What was interesting was that the consultants were promoting a scheme to barrage the Severn, which has the highest tidal movement of anywhere in the world. Remember too, that this was at the time of the opening of the first Severn crossing.
Their plan was to put a barrage from Wales to North Devon, where it narrows again just below Portishead. A spine would then go up the middle of the river in a north-east south-west direction. Sluice gates would create a high and a low lake, with electricity being generated by turbines in the spine.
The advantages of this high-low barrage and central spine as compared to other tidal power systems, such as at La Rance in France are extensive :-
1. Because the power is generated by water passing between the high and low lake, electricity can be generated when it is needed and not when the tide is flowing.

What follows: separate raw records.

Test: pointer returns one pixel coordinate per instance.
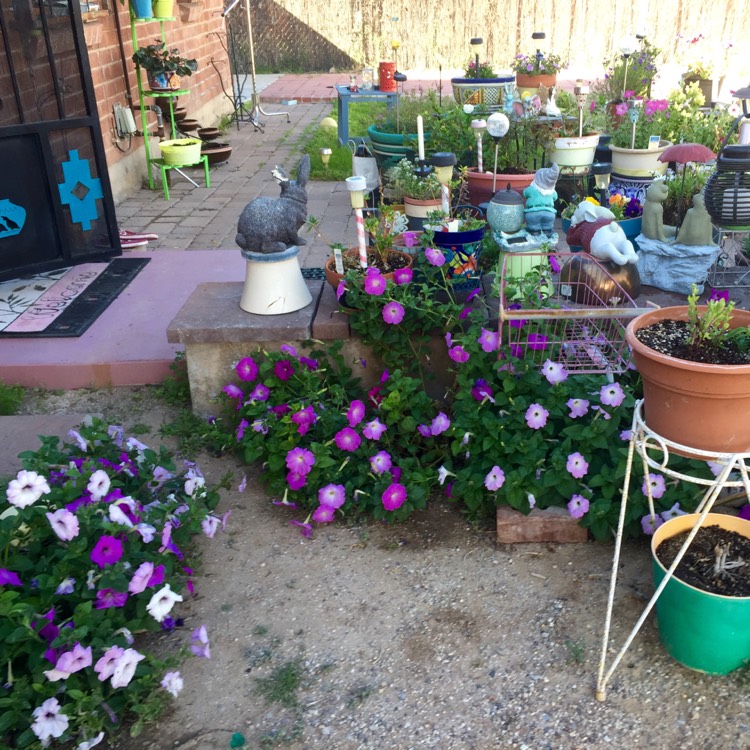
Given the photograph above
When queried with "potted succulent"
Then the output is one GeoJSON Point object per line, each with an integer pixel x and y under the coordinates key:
{"type": "Point", "coordinates": [695, 366]}
{"type": "Point", "coordinates": [704, 608]}
{"type": "Point", "coordinates": [163, 66]}
{"type": "Point", "coordinates": [480, 85]}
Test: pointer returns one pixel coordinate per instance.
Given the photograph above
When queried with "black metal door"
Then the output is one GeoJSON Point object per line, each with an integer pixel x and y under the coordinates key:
{"type": "Point", "coordinates": [56, 205]}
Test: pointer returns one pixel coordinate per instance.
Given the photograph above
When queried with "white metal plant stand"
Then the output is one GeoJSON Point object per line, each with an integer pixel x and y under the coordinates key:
{"type": "Point", "coordinates": [643, 440]}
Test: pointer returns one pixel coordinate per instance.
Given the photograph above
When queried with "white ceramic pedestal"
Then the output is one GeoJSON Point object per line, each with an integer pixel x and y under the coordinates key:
{"type": "Point", "coordinates": [273, 283]}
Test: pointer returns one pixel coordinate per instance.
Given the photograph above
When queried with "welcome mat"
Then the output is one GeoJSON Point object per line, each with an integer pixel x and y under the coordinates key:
{"type": "Point", "coordinates": [63, 303]}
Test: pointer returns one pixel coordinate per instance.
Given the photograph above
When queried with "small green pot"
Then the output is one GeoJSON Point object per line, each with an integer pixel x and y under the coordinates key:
{"type": "Point", "coordinates": [706, 632]}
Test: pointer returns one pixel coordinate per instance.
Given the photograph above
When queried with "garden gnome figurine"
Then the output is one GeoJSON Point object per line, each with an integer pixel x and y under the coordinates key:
{"type": "Point", "coordinates": [696, 227]}
{"type": "Point", "coordinates": [540, 201]}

2. It can also be used as a pumped storage system to store electricity, because if power is not needed, the generators can become pumps and they can pump water from the low lake to the high lake. Pumped storage is a technique that can also be used with wind power to sort out fluctuations.
3. Frederick Snow and Partners are airport builders and also felt that a major offshore airport could be built on the spine. Remember that the estuary runs the right direction for runways in the UK.
4. Another proposal would be to put energy consumptive industries such as petrochemicals and chlorine production on the spine, to keep them well away from centres of population.
5. It would also create a third Severn crossing.
6. Flooding on the Severn would be completely controlled.
As originally planned it would have created ten percent of the UK’s energy needs. Cost would have been large, but now that the UK’s economy is very much larger than in 1972, I believe it would now be very much more affordable.
The biggest objections are environmental, as the lakes would change the habitat along the coastlines.
I think that as you are going to deal with energy next week, you should take a good look at this project.
Do I think it should be built?
I am ambivalent because of the cost and environmental objections. I am a fierce opponent of wind-power because of the eyesore factor, cost and the fact that it only works part of the time. I am also someone who has hunted hounds in the shadow of Sizewell and moaned not at the power-station, but at the farmer who had taken all of his hedges out nearby.
I speak though as an engineer, who wrote the Project Management System, Artemis, that is used to create and manage most of these large projects. And also as a stud farmer, who lives in a hundred hectares of beautiful countryside.
So we have some difficult choices.
I feel that if we are going to have reliable electricity we may have to choose between nuclear, which I know is safe, but is vociferously opposed by a strident minority and schemes such as the Severn Barrage, which will also be opposed by a more local and much smaller group of people.